With RRER and SER, do not look at the raw value - some manufacturers just put them to 0 just because consumers tend to interpret them as errors and return the drive for no reason. But the truth is no harddrive can read its contents without relying on ECC error correction - only ancient harddrives could read its contents without relying on ECC. Same goes with SSDs, ECC is mandatory. Errors are normal. Only the degree to which error correction is necessary, tells you something about the quality. That is why both RRER and SER are referred to as rate - meaning they are relative to the number of operations performed.

You should run the seatools tests and let it tell you the status of your drive.
Just beware that running the manufacturer utility might actually fix things and it will tell you the drive is in good shape while in fact bad sectors have disappeared/fixed without telling you. It will destroy 'evidence' this way. So before running the manufacturer utility i strongly recommend to capture the SMART data prior to using any test. This also includes chkdsk any basically any other utility. Simply reading the drive might resolve bad sectors due to error recovery.

The bad thing here is that the SMART data will not record bad sectors in the past - like UDMA CRC Error Count does for cabling errors.

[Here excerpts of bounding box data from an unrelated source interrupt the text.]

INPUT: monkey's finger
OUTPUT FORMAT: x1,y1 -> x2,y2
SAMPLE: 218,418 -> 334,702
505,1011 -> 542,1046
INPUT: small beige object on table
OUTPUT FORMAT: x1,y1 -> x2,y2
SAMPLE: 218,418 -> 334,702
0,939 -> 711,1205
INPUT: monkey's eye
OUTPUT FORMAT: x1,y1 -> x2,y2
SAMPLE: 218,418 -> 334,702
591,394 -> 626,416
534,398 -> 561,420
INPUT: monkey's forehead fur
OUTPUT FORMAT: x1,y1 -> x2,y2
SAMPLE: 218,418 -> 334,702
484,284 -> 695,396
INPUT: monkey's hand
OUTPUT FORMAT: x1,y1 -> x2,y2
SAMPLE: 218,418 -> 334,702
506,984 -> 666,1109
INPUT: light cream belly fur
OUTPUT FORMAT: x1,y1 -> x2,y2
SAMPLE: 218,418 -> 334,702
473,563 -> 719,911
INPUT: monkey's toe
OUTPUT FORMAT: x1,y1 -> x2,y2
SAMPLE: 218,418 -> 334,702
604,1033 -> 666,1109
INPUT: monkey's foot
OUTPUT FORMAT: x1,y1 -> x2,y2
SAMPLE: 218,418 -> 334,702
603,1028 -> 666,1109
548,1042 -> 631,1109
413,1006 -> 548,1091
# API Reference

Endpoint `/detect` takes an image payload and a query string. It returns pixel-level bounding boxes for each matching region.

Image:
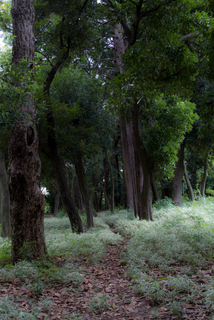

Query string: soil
[0,226,211,320]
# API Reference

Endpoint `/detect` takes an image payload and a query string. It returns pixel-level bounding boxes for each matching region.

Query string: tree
[0,152,11,238]
[8,0,47,263]
[103,1,208,219]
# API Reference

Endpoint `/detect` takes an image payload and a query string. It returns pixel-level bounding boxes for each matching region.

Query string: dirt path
[69,240,151,320]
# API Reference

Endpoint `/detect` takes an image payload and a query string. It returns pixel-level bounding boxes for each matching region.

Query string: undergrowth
[99,199,214,317]
[0,199,214,320]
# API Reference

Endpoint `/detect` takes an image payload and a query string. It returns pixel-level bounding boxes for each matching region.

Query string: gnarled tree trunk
[8,0,47,263]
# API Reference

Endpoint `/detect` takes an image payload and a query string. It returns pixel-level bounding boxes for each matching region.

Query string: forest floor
[0,229,211,320]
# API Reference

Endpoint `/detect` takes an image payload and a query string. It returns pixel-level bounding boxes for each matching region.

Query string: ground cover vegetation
[0,198,214,319]
[0,0,214,319]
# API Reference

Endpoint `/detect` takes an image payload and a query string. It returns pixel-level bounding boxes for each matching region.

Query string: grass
[0,198,214,320]
[98,199,214,318]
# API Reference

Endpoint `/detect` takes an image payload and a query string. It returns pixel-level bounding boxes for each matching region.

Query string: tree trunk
[75,151,94,229]
[105,152,114,212]
[114,23,134,209]
[48,135,83,233]
[133,103,153,220]
[199,158,209,197]
[172,142,184,206]
[114,24,144,219]
[44,61,83,233]
[183,161,195,201]
[100,183,110,208]
[0,152,11,238]
[8,0,47,263]
[152,178,160,201]
[103,158,110,210]
[51,179,60,216]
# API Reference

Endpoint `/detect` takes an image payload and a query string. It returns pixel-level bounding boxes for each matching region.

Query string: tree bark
[103,158,110,210]
[114,23,137,214]
[152,178,160,201]
[199,158,209,197]
[183,161,195,201]
[172,142,184,206]
[106,152,114,212]
[75,151,94,229]
[0,152,11,238]
[44,49,83,233]
[54,190,60,216]
[133,103,153,220]
[8,0,47,263]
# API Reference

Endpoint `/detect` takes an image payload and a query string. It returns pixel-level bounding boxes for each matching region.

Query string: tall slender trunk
[114,23,134,209]
[183,161,195,201]
[47,109,83,233]
[8,0,47,263]
[105,152,114,212]
[103,158,110,210]
[75,151,94,229]
[172,142,184,206]
[0,152,11,238]
[114,24,144,219]
[199,158,209,197]
[44,47,83,233]
[133,103,153,220]
[152,178,160,201]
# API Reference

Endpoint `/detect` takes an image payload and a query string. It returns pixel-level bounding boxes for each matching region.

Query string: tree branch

That number will never decrease. But for bad sectors there is no such attribute. There is only Uncorrectable Sector Count which is the same as Current Pending Sector but the difference is the latter is an online attribute meaning it is updated immediately, whereas Uncorrectable Sector Count is only updated every power cycle or once every x hours. So Current Pending Sector can be 0 but USC is still 29 for example, betraying the fact that in the past you had 29 sectors but since they have been overwritten they are gone now.

Always capture the SMART before doing anything else!
 

Soulkeeper

Diamond Member
Nov 23, 2001
6,731
155
106
Odd enough for me, because I don't use CrystalDiskInfo
"You need knowledge about how the number is encoded to be able to extract this data."
That pretty much sums it up.

One thing worth noting: like when a bios updates to add support for new cpu's or programs, like cpuid, your smart program of choice must also update.
There is really no guarantee that your ATTRIBUTE_NAME is even correct or that any of the values in the program's particular struct are right. It's worth keeping this in mind, and also having the latest version if you have a new drive.